Por otro lado, muchísimas células procariotas cuentan con fimbrias, pili y flagelos para poder desplazarse en el medio tridimensional. Nosotros obtenemos el movimiento mediante una excelsa especialización tisular en forma de huesos, músculos y articulaciones, pero al estar compuestas por una sola célula, los organismos procariotas no pueden. Por ello, su movimiento se basa en la presencia de estas pequeñas prolongaciones.

6. Las células procariotas presentan más diversidad de orgánulos

Este punto diferencial descansa en la misma premisa que el anterior. Los seres humanos (y la mayoría de entes eucariontes) presentan estructuras especializadas en los sentidos, que nos permiten percibir el entorno. Poseemos grupos de células eucariotas organizadas para un fin concreto, como puede ser ver, escuchar o degustar.

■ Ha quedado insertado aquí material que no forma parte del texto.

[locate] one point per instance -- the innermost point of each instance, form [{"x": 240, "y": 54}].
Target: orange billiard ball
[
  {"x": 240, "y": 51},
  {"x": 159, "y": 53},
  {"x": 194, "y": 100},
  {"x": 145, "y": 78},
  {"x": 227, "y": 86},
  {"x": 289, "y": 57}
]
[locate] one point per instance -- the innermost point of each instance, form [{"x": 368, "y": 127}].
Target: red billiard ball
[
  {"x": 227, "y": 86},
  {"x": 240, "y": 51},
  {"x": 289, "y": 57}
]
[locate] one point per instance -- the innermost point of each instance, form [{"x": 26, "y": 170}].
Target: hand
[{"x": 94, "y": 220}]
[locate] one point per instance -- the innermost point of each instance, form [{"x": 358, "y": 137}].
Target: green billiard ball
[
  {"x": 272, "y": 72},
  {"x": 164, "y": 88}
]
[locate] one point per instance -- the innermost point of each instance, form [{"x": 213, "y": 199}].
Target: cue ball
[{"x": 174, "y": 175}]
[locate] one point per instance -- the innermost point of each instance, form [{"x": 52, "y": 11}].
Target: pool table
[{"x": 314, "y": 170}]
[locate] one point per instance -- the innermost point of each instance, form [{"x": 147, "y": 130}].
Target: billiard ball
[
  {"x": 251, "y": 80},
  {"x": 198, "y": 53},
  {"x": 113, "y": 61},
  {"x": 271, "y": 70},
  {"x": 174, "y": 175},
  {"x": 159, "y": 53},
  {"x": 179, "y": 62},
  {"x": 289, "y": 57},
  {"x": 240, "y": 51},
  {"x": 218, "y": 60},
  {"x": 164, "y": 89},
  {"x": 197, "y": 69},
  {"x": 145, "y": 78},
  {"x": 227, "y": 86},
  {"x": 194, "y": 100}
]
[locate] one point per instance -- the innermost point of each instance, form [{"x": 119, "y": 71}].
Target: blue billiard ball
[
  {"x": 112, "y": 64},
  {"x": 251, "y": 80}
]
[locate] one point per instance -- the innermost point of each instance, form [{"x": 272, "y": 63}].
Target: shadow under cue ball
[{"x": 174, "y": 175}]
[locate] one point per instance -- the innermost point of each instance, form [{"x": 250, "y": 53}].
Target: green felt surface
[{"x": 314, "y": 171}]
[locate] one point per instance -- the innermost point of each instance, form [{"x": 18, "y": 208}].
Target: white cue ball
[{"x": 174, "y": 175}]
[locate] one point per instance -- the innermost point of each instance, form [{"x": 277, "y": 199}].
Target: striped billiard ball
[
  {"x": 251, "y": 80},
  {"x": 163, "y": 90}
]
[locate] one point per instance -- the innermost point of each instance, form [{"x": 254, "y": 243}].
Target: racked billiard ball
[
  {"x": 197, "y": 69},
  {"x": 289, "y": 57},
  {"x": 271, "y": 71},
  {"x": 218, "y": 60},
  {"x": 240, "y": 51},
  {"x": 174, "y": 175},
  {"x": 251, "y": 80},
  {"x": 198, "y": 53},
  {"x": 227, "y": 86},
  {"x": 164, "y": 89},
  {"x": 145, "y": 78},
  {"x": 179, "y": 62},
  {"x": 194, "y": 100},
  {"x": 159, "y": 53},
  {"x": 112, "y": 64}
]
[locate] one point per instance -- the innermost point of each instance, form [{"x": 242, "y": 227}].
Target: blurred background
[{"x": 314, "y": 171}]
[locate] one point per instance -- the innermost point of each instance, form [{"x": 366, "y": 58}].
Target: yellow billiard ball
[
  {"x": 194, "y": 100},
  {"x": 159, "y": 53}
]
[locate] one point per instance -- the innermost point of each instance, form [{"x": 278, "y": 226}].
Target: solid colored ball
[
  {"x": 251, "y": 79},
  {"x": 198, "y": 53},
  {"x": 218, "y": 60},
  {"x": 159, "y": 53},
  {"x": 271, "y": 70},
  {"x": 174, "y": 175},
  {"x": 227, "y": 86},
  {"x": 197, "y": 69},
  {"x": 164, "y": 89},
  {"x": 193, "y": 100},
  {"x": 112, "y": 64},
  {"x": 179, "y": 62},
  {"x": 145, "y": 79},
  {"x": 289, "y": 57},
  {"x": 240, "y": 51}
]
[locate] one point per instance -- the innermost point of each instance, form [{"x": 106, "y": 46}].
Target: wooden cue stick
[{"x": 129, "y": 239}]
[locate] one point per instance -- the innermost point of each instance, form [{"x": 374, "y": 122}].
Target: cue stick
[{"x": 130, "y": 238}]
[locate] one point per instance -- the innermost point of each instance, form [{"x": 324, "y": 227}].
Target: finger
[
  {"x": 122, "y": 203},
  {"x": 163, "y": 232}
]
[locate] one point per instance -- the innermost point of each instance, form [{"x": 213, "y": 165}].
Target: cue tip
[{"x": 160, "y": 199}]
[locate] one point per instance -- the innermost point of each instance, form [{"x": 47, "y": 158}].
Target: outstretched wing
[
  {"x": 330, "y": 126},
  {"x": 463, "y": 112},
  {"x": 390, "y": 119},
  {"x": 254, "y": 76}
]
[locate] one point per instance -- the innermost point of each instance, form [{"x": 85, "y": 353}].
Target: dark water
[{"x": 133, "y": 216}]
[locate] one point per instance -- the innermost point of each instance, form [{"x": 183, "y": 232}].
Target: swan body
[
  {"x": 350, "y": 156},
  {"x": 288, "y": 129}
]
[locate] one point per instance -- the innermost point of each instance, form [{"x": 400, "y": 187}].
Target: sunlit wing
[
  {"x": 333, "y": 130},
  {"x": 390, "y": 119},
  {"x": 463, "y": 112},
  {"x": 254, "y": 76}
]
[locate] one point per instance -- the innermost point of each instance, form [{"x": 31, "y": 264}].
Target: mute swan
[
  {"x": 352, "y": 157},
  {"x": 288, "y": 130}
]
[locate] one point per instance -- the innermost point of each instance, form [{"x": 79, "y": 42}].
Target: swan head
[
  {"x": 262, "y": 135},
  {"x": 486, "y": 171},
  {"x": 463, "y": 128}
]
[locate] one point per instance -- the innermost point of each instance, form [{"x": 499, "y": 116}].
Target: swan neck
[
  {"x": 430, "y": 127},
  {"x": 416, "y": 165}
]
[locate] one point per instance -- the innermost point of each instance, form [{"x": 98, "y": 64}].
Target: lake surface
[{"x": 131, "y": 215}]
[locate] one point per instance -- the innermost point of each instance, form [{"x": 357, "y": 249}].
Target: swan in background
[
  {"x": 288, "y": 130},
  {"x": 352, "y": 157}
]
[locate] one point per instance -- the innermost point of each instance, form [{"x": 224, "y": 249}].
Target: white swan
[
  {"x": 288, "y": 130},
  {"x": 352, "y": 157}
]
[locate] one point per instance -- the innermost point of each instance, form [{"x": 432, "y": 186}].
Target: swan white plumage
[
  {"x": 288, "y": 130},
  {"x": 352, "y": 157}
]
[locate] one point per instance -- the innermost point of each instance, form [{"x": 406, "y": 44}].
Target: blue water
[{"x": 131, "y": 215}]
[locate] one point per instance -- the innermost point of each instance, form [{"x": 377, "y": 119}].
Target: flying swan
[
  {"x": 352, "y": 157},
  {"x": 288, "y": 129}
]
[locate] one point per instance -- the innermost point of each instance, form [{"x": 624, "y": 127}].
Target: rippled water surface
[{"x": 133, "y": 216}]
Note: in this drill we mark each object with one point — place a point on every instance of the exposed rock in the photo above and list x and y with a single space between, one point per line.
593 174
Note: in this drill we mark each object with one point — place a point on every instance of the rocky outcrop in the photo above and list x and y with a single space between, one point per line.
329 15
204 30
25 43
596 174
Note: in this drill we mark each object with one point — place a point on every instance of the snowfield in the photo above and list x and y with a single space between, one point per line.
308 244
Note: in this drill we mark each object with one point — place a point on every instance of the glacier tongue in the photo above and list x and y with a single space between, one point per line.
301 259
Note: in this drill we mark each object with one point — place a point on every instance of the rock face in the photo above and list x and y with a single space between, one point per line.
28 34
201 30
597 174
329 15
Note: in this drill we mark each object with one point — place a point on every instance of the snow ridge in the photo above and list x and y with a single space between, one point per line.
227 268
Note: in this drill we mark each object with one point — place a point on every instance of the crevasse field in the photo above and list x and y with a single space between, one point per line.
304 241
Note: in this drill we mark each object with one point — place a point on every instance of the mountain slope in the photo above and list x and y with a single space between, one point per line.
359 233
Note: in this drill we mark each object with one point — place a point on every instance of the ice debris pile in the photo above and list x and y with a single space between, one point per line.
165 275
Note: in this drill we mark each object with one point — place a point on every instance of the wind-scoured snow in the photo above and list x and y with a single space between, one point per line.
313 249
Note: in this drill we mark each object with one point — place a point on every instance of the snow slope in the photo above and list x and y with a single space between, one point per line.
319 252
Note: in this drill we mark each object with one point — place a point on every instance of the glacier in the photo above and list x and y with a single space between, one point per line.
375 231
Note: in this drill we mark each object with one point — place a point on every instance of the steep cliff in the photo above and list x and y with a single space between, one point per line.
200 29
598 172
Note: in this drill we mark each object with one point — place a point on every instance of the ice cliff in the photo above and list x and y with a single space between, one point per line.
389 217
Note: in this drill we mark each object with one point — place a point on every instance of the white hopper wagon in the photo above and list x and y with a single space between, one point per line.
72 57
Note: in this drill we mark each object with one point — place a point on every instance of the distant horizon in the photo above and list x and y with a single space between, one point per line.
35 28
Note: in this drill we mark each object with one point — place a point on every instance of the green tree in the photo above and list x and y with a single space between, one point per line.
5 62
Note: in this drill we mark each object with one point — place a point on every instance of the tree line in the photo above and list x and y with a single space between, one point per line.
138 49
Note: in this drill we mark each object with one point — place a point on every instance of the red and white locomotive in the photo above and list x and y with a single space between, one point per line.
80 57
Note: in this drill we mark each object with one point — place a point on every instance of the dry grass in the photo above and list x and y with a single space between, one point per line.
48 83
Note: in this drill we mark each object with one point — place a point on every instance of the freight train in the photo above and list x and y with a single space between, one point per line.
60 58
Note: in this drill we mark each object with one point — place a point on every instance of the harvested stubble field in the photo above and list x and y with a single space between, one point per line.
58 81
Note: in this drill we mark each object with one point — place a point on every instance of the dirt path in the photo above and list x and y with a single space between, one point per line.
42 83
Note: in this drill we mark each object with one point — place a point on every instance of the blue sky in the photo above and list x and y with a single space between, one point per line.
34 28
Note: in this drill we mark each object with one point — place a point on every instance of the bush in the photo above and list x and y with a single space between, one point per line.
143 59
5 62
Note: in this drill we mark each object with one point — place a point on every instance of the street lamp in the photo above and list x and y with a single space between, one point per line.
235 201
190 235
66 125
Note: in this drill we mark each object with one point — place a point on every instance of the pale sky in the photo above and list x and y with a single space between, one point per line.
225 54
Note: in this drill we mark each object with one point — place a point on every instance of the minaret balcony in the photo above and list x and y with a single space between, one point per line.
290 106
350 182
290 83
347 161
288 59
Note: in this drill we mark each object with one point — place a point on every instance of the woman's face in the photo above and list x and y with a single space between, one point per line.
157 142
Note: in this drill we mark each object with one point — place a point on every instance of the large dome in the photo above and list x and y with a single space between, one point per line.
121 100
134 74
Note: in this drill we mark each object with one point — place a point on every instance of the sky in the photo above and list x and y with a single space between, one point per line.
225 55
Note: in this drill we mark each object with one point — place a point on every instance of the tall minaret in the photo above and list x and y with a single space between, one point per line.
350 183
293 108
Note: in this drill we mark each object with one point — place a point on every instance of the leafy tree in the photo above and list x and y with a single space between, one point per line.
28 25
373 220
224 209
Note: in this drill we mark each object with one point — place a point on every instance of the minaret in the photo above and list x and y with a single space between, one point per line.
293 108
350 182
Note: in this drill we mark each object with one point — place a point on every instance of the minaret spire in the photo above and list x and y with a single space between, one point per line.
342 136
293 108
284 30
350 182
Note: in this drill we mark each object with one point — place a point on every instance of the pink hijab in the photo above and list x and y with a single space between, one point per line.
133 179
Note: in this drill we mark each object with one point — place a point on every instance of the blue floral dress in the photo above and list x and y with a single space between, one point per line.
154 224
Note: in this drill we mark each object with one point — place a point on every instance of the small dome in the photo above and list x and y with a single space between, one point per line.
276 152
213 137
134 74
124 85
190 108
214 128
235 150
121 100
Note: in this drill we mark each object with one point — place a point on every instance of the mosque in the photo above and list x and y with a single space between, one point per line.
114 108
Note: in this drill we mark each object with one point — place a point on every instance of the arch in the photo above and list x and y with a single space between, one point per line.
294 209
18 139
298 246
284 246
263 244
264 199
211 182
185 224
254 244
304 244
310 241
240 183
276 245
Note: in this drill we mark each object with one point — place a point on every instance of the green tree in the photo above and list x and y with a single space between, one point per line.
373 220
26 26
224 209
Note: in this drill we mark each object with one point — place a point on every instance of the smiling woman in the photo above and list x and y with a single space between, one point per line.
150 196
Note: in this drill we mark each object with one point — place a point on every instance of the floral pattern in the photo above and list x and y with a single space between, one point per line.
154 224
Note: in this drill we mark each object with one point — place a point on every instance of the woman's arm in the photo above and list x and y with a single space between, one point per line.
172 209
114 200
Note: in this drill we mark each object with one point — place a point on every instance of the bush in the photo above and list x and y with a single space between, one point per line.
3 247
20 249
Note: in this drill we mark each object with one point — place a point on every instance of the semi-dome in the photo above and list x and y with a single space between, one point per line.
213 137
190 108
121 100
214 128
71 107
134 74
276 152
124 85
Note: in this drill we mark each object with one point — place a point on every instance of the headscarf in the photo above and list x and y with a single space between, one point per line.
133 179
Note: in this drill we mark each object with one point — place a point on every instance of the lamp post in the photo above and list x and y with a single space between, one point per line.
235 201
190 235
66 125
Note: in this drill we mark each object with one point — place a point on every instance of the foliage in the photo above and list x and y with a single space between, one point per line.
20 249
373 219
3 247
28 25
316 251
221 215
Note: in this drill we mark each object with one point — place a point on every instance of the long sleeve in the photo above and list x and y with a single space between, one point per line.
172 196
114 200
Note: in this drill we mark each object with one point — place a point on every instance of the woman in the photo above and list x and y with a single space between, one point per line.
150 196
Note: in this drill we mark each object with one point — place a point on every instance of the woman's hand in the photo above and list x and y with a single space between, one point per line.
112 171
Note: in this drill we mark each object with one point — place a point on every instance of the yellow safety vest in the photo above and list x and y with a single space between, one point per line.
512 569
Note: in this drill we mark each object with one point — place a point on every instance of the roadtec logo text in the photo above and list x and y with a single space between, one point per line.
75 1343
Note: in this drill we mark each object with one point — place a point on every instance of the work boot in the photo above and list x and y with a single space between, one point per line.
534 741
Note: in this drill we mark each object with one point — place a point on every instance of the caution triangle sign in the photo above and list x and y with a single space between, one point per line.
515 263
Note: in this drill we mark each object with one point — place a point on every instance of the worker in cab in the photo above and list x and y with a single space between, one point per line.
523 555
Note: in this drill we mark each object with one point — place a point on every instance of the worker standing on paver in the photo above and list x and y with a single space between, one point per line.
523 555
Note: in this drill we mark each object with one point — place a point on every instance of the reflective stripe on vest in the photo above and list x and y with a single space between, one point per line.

Como las células procariotas son el cuerpo entero de una sola bacteria, la selección natural debe “ingeniárselas” para introducir en ellas lo más parecido a los “sentidos” de los vertebrados y, para ello, se sirve de diversos orgánulos que las células eucariotas no presentan. Un ejemplo de ello son los magnetosomas de las bacterias acuáticas anaerobias.

En su citoplasma, estos microorganismos presentan cristales de magnetita, que le aportan información a la bacteria sobre su posición en la columna de agua mediante la orientación del campo magnético existente en el medio.

Resumen

Con estas líneas no hemos querido decir que las células procariotas son más “avanzadas” que las eucariotas: nada más lejos de la realidad. El estado procariota es ancestral y, por tanto, todo lo derivado de él es más evolutivamente intrincado por definición. Lo que sí nos queda claro es que, como las células eucariotas se pueden repartir en tejidos, órganos y sistemas, no necesitan realizar todas las funciones biológicas por sí solas.

Como has podido ver, hemos tratado de ir un poco más allá del mero “núcleo desnudo o envuelto” a la hora de comparar a la célula procariota y eucariota. Las limitaciones del ser procarionte implican mucho más a nivel biológico que un cambio estructural, algo que hemos intentado ejemplificar abordando el movimiento, reproducción y cantidad de información genética en los seres vivos de diversos taxones.